The rule was, you are shown that the value of one die which is then discarded rolled a 6. It’s pretty unambiguous.
Givens are someone rolled two fair dice and selected one that showed a 6. Another given is everyone is acting honestly. Otherwise the answer is incalculable.
If a simple problem like this is unsolvable even though everyone in the thread has two dice and some paper why do we even try debating economics, politics, or anything more complex than 2 dice?
You’re assuming we inhabit a shared reality. At some point assumptions must be made.
Because you need more than just two dice and some paper. You also need correct assumptions about how the information was acquired. But **Chronos **earlier in the thread and quoted above, and sich_hinaufwinden just above, have given clear illustrations that more than one set of assumptions is consistent with the problem stated in the OP, and these sets of assumptions lead to different answers.
The simplest “mechanism” is the way the problem is stated - to wit: Two dice are rolled; the result includes at least one six.
It’s pretty clear. Of course since language itself is at it’s core circular definitions and presumed shared assumptions there’s no way to “prove” it.
Without a doctoral dissertation how is 2 fair dice are rolled a six is shown and discarded not sufficiently clear?
Really? I have just rolled a die. What is the probability that I rolled a 4? – you seem to be saying that that question is meaningless!?
It isn’t.
Is that question for me? If so, which iteration of the problem are you asking me about?
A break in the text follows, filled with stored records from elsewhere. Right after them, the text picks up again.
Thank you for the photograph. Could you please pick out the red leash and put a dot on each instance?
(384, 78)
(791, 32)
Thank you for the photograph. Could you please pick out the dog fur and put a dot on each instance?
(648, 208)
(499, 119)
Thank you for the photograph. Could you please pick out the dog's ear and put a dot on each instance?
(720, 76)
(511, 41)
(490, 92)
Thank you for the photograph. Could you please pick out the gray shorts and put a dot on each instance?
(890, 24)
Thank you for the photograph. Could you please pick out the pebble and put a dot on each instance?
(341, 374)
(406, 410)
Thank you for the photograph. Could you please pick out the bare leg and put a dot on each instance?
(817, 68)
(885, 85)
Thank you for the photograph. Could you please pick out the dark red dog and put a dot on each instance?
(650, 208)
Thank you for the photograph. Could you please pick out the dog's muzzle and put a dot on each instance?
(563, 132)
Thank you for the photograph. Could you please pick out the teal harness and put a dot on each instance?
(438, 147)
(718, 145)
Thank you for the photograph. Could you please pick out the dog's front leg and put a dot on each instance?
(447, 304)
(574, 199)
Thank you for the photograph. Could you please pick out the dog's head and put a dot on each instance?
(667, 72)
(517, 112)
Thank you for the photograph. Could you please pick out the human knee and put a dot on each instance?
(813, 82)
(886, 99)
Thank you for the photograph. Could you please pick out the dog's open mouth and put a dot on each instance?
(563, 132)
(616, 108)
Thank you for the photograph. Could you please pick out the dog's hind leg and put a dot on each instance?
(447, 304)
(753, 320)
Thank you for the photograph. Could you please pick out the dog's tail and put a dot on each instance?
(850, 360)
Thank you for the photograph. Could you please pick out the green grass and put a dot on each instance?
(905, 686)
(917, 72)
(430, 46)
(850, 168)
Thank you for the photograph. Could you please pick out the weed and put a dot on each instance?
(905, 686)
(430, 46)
And how did we learn that? Did we see both dice? In that case, we don’t need to guess about whether they’re both sixes: We already know. Did we look at one random die? In that case, there’s one specific die we know about, which has no effect at all on the one we don’t know about, and so the other one has a 1 in 6 chance of being another six. Do we not actually know that one of them is a six, even though it happens to be true? Then, given that knowledge, the best we can say is that the chance of double-six is 1 in 36.
It is not sufficiently clear because* the manner in which a six is shown *determines the probability of both dice being sixes.
We didn’t see anything. We are just told that two dice are rolled and the result includes at least one six and we’re not guessing anything. We’re calculating probability.
We didn’t look at anything.
WTF? Xema said “Two dice are rolled; the result includes at least one six.” Yes, we actually know one of them is 6. This thread has passed the point of silly.
Jack has 4 balls. Jill has 2. He gives Jill 2 balls. How many balls does Jill have?
Who is the observer? Is he far-sighted? Do we not actually know that Jack started off with 4 balls? Is one man’s ball another man’s orange?